3. Math and Reasoning
Reasoning
Meta defines reasoning as the ability to perform multi-step computations and arrive at the correct final answer.
- Challenges in training model that excel in mathematical reasoning
- Lack of prompts of higher complexity for SFT.
- Lack of ground truth chain of thought, which is essential for guiding the model how to break down the problem step-by-step and reach the final answer.
- Incorrect intermediate steps.
- Teaching models to use external tools.
- Discrepancy between training and inference. As at inference, there is feedback from user yield none such exist during training.
- To address these challenges,
- Figure out what model is not good at and source that data.
- Use Llama 3 to generate step-by-step solutions for a set of prompts.
- Train outcome & stepwise reward model to filter data with incorrect intermediate reasoning steps. For more challenging prompts, using Monte Carlo Tree Search (MCTS) with learned step-wise reward models to generate valid reasoning traces.
- Prompted Llama 3 to solve reasoning problems through a combination of textual and associated Python code.
- To learn from feedback and mistakes, Meta utilize incorrect generations, and perform error correction by prompting Llama 3 to yield correct generations.
4. Long Context
- During the final pre-training stage, context length of Llama 3 from 8k to 128k tokens.
- SFT and synthetic data generation: short-context data not good, give regressions in long-context capabilities.
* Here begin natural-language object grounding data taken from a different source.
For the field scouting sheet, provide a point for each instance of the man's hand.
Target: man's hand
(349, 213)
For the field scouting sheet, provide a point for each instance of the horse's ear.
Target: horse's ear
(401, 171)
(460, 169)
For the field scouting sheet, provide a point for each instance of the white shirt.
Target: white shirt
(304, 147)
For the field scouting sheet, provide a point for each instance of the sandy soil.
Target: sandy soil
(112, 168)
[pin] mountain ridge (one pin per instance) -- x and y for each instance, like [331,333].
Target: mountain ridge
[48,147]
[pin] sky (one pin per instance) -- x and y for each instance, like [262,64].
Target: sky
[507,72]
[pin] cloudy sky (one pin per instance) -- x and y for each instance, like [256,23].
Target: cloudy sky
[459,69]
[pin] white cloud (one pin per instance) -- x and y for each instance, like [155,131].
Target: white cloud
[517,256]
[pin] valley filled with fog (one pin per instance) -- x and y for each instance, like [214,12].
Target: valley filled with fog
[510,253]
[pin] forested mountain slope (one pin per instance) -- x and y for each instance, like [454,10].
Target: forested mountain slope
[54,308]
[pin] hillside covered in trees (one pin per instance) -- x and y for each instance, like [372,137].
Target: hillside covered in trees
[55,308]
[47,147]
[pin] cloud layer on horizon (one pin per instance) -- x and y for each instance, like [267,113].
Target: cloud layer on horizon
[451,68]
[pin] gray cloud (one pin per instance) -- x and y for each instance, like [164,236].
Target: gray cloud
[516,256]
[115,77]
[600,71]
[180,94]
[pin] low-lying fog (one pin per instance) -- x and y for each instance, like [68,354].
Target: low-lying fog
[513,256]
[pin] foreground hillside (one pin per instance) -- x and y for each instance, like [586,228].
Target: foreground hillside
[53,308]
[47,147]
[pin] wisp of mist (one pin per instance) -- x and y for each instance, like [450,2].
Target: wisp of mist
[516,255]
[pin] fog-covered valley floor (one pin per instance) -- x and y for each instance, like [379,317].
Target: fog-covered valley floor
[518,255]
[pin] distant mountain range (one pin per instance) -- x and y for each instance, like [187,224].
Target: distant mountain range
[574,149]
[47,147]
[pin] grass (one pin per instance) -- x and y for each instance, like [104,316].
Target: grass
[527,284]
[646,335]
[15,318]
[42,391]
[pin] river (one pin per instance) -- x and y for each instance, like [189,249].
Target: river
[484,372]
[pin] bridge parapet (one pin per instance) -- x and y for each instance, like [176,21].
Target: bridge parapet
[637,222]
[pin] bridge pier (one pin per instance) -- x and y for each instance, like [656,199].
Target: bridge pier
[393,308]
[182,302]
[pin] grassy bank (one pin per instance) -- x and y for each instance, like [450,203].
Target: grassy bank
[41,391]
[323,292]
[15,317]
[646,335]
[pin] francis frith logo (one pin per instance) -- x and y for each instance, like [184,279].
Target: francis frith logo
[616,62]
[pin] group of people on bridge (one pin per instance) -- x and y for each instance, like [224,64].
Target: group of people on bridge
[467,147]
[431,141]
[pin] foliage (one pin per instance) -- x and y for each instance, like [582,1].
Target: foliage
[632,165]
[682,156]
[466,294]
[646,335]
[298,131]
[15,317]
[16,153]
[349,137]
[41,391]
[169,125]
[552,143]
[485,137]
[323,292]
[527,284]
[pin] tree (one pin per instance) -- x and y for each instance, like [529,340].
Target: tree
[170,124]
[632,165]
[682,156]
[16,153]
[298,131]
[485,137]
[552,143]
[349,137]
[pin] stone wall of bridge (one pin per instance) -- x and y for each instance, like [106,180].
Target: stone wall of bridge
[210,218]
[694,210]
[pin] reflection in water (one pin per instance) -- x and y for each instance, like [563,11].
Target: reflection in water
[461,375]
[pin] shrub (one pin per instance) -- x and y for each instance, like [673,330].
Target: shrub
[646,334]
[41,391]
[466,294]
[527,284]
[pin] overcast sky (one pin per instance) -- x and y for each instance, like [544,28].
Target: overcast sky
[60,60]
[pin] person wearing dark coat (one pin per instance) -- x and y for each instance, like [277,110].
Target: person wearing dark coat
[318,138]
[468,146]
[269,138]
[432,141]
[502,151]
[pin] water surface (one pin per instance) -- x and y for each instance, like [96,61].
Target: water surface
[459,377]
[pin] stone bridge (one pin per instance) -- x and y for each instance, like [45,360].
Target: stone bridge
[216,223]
Relied on synthetic data.
- Observed that mixing 0.1% of synthetically generated long-context data with the original short-context data optimizes the performance across both short-context and long-context benchmarks.
5. Tool Use
- Trained to interact with
- Search Engine : Brave Search
- Python interpreter : to execute code
- Mathematical computational engine : can use Wolfram Alpha API
- Also got a good zero-shot tool use capabilities.
6. Factuality
- Meta follow the principle that post-training should align the model to ‘know what it knows’ rather than add knowledge.
- Knowledge probe
- Extract a data snippet from the pre-training data.
- Generate a factual question about these snippets by prompting Llama 3.
- Sample responses from Llama 3 to the question.
- Score the correctness of the generations using the original context as a reference and Llama 3 as a judge.
- Score the informativeness of the generations using Llama 3 as a judge
- Generate a refusal for responses which are consistently informative and incorrect across the generations, using Llama 3.
- This method makes sure model only answer what it knows. A good method to control hallucinations.
7. Steerability
- For generic foundational model, should be maximally steerable to different downstream use case easily.
- For that purpose
- Collect steerability preference samples
- Leverage this data for reward modeling, rejection sampling, SFT, and DPO to enhance Llama 3’s steerability.